# Poll: Best Pier Myrtle Beach Area



## arich_5 (Jul 1, 2011)

What would you say is the best pier for catching fish in the Myrtle Beach area? I'm talking whiting, spot, croaker, blues, flounder, drum, and trout. Not specialty fishing like Kings etc. I know it depends on the day time of year etc...but if all things were equal and you had one day to go and wanted to catch some quality fish, which would it be? Cherry Grove, Apache, 2nd Ave., MBSP, Springmaid, Surfside, or Garden City?


----------



## oden (Jan 23, 2012)

Garden City IMO


----------



## abass105 (Jun 13, 2006)

Springmaid.


----------



## scsharker18 (Oct 9, 2012)

I gota say it would be MBSP, thats the pier I have had the best luck at.


----------



## SmoothLures (Feb 13, 2008)

Springmaid, Apache, Garden City in that order. They're all good, Springmaid is tops for me as I stay at a hotel closest to it.


----------



## SPIZZ (Apr 21, 2013)

Garden City, Apache, then Springmaid in that order in my personal opinion.


----------



## fishinbob (May 27, 2011)

Apache. Its not as crowded, and its the only one I've been too haha.


----------



## Danman (Dec 13, 2007)




----------



## BubbaHoTep (May 26, 2008)

arich_5 said:


> What would you say is the best pier for catching fish in the Myrtle Beach area? I'm talking whiting, spot, croaker, blues, flounder, drum, and trout. Not specialty fishing like Kings etc. I know it depends on the day time of year etc...but if all things were equal and you had one day to go and wanted to catch some quality fish, which would it be? Cherry Grove, Apache, 2nd Ave., MBSP, Springmaid, Surfside, or Garden City?


If no fish are around, none of the piers are worth a chit. If Racewire20 and I are on the pier together, another pier is the best place to fish. HA

1. Apache/Garden City/Springmaid - Since size doesn't matter, I'll put GC here with the others. HA All are good.
2. Cherry Grove - I'm in the minority on this site (I think), but I have some fond memories on that pier.
3. MBSP/Surfside - Back in the day, MBSP was a very good pier to fish. There was some good surf structure off the south side then.

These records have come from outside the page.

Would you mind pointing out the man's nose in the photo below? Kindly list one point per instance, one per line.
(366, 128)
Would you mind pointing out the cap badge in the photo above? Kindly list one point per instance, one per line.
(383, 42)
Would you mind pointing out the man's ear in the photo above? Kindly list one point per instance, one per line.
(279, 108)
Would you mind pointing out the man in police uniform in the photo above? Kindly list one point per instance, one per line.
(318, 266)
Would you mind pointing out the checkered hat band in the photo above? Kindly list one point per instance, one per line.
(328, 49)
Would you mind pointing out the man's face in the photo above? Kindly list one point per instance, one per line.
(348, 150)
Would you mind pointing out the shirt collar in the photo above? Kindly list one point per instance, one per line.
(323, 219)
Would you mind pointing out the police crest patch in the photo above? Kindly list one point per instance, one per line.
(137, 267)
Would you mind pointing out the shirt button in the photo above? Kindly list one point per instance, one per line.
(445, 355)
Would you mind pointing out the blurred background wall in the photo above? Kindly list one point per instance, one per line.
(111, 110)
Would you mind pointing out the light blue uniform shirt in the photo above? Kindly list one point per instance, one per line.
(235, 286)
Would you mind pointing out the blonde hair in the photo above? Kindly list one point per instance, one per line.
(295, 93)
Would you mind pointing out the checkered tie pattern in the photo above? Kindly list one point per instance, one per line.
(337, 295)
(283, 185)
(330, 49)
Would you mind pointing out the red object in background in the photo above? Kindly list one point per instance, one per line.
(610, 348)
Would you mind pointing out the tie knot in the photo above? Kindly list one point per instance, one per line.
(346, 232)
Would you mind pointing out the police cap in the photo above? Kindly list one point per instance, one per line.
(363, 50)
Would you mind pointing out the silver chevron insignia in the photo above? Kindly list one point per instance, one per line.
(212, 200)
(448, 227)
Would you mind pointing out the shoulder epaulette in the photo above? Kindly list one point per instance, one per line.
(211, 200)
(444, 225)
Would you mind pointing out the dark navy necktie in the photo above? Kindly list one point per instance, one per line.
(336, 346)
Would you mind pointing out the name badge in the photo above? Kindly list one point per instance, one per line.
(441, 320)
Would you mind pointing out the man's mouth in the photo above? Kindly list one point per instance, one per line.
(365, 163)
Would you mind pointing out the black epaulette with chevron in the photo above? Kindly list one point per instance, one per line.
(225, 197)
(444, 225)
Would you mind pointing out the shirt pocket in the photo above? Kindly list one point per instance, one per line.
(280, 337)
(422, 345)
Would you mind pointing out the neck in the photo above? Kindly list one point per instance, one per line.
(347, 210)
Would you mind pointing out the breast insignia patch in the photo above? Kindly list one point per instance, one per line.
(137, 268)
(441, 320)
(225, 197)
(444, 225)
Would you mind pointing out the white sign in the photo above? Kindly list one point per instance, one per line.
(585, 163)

I've never fished/been to 2nd. Ave.

Parking: GC hands down; that shade is nice
Facilities: Apache hands down, because of the bathroom halfway so you don't have to walk all the way back to the pierhouse


----------



## jeff18 (Mar 27, 2010)

springmaid gets my vote


----------



## LaidbackVA (May 17, 2007)

Springmaid is the one I like the most

ron


----------



## beady (Oct 25, 2008)

Garden City .......


----------



## dutchbros (Jun 3, 2012)

Springmaid


----------



## westernny (Feb 18, 2006)

Garden City,Apache,Springmaid


----------



## arich_5 (Jul 1, 2011)

westernny said:


> Garden City,Apache,Springmaid


This seems like the consensus Top 3. I've been to Apache once before but not the other 2. Gonna try to make it to all 3 this summer. Thanks for the replies.


----------